Daljit Dhadwal writes:
On the Ask Metafilter site, someone asked the following:
How does statistical analysis differ when analyzing the entire population rather than a sample? I need to do some statistical analysis on legal cases. I happen to have the entire population rather than a sample. I’m basically interested in the relationship between case outcomes and certain features (e.g., time, the appearance of certain words or phrases in the opinion, the presence or absence of certain issues). Should I do anything different than I would if I were using a sample? For example, is a p-value meaningful in this kind of case?
This is a question that comes up a lot. For example, what if you’re running a regression on the 50 states. These aren’t a sample from a larger number of states; they’re the whole population.
To get back to the question at hand, it might be that you’re thinking of these cases as a sample from a larger population that includes future cases as well. Or, to put it another way, maybe you’re interested in making predictions about future cases, in which case the relevant uncertainty comes from the year-to-year variation. That’s what we did when estimating the seats-votes curve: we set up a hierarchical model with year-to-year variation estimated from a separate analysis. (Original model is here, later version is here.)
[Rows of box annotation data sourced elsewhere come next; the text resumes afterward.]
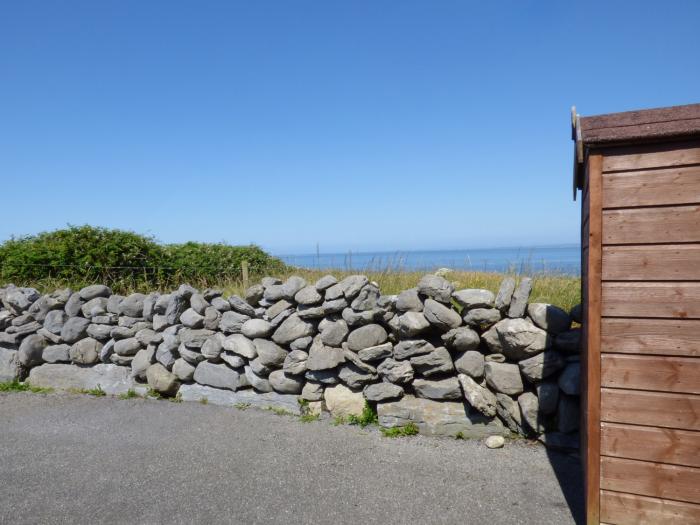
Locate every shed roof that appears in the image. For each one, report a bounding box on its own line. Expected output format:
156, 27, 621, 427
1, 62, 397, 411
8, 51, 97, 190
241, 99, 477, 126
571, 104, 700, 194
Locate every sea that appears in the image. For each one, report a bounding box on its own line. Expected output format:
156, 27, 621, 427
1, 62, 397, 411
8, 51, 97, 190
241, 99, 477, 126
278, 244, 581, 276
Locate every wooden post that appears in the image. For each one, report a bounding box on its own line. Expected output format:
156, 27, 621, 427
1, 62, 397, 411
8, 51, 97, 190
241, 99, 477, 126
241, 260, 248, 289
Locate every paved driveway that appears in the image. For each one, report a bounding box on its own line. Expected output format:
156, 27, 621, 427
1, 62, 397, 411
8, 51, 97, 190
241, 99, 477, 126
0, 393, 582, 525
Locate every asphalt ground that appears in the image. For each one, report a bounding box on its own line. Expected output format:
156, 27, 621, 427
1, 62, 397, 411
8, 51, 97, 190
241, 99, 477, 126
0, 393, 583, 525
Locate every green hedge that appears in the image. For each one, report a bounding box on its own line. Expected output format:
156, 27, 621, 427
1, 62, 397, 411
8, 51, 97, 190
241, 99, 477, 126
0, 226, 285, 289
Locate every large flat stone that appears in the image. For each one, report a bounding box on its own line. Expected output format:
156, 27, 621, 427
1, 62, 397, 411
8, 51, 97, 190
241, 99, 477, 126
178, 384, 301, 415
27, 364, 146, 395
377, 395, 507, 438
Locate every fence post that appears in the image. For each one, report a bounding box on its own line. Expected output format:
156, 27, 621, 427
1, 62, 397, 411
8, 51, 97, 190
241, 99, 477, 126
241, 260, 248, 289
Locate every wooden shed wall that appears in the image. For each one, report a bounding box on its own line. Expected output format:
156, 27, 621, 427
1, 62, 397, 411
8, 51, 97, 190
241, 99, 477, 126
582, 137, 700, 523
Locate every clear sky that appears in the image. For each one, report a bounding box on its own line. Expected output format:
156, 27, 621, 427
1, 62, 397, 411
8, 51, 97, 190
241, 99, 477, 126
0, 0, 700, 254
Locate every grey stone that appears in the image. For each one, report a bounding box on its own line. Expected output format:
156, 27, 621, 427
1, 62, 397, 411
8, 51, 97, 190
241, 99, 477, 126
396, 288, 423, 312
44, 310, 68, 335
508, 277, 532, 318
557, 394, 580, 433
173, 358, 195, 381
348, 324, 388, 352
338, 362, 377, 390
454, 350, 485, 379
294, 286, 323, 306
457, 374, 497, 417
221, 334, 258, 359
442, 326, 480, 352
556, 362, 581, 396
537, 381, 559, 415
518, 350, 565, 383
114, 337, 141, 356
42, 344, 70, 362
357, 343, 394, 363
350, 283, 380, 312
452, 288, 496, 310
178, 384, 301, 415
463, 308, 501, 330
493, 277, 515, 312
131, 346, 156, 379
180, 308, 204, 328
282, 350, 309, 375
146, 363, 180, 396
484, 362, 524, 396
518, 392, 544, 434
423, 299, 462, 332
193, 361, 240, 391
413, 377, 462, 401
496, 393, 525, 435
301, 381, 323, 401
80, 297, 107, 319
253, 339, 287, 368
241, 318, 274, 339
200, 333, 224, 361
377, 358, 414, 385
272, 313, 315, 345
377, 392, 505, 439
527, 303, 571, 334
119, 293, 146, 317
242, 284, 265, 306
61, 317, 90, 344
27, 364, 145, 395
244, 366, 272, 392
17, 334, 48, 368
63, 293, 85, 317
268, 370, 304, 394
398, 312, 430, 337
306, 338, 345, 371
394, 339, 435, 360
78, 284, 112, 301
418, 275, 454, 304
87, 324, 112, 341
487, 319, 553, 361
554, 328, 581, 353
362, 383, 404, 403
410, 346, 455, 377
69, 337, 102, 365
0, 347, 20, 383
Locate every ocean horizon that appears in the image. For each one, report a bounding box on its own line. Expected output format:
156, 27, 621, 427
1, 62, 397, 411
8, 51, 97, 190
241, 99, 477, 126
276, 244, 581, 275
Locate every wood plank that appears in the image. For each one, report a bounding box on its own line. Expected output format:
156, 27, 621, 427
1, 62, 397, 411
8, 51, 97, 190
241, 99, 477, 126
581, 154, 603, 523
600, 354, 700, 394
600, 490, 700, 525
600, 319, 700, 357
602, 282, 700, 319
603, 206, 700, 244
603, 244, 700, 281
600, 388, 700, 431
600, 423, 700, 467
600, 456, 700, 503
603, 141, 700, 172
603, 166, 700, 208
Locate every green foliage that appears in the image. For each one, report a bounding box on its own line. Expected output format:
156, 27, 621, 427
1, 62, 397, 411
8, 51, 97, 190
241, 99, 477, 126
381, 423, 418, 437
0, 379, 53, 394
0, 225, 286, 293
119, 388, 141, 399
348, 401, 379, 428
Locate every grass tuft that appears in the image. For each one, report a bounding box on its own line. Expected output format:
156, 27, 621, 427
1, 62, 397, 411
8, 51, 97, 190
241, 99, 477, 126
380, 423, 418, 438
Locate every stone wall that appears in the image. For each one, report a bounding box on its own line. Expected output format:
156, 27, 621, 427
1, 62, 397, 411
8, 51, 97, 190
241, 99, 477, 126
0, 275, 580, 446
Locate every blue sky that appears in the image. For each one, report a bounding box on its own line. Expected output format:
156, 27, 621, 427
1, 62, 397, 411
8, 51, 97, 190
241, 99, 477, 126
0, 0, 700, 253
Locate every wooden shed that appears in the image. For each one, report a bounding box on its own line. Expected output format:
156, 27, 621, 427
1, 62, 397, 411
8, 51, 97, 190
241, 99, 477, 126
572, 104, 700, 524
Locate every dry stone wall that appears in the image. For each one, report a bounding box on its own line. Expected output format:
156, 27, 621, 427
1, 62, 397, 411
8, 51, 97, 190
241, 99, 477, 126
0, 275, 581, 446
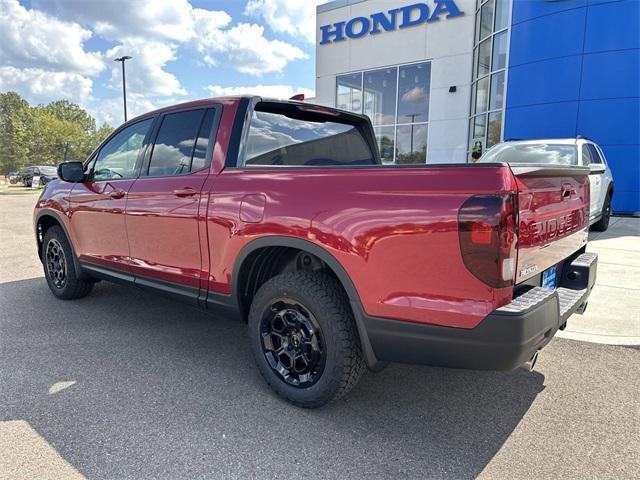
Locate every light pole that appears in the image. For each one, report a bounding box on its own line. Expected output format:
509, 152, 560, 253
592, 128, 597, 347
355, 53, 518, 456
113, 55, 131, 122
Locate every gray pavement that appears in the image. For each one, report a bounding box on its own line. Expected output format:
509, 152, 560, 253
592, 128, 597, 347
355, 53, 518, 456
0, 195, 640, 479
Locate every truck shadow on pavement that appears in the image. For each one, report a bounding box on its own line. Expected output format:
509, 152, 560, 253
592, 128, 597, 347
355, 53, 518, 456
0, 278, 544, 478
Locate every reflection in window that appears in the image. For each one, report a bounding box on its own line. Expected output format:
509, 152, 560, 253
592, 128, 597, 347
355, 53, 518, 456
397, 63, 431, 123
476, 77, 489, 113
336, 73, 362, 113
494, 0, 511, 32
480, 0, 493, 40
487, 110, 502, 148
491, 32, 507, 72
244, 109, 376, 166
489, 71, 504, 110
364, 68, 397, 125
148, 110, 204, 177
374, 127, 395, 163
93, 118, 153, 181
478, 38, 491, 77
396, 124, 427, 164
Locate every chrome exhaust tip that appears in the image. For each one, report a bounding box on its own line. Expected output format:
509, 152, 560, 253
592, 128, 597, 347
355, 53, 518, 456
526, 350, 539, 372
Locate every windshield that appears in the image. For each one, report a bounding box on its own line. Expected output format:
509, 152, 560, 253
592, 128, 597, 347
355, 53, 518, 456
478, 143, 578, 165
38, 167, 57, 175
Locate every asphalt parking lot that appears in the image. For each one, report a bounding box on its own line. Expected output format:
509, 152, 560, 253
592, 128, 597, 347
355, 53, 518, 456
0, 194, 640, 479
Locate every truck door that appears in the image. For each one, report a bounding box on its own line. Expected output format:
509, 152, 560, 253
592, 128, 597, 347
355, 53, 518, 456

So, one way of framing the problem is to think of your “entire population” as a sample from a larger population, potentially including future cases. Another frame is to think of there being an underlying probability model. If you’re trying to understand the factors that predict case outcomes, then the implicit full model includes unobserved factors (related to the notorious “error term”) that contribute to the outcome. If you set up a model including a probability distribution for these unobserved outcomes, standard errors will emerge.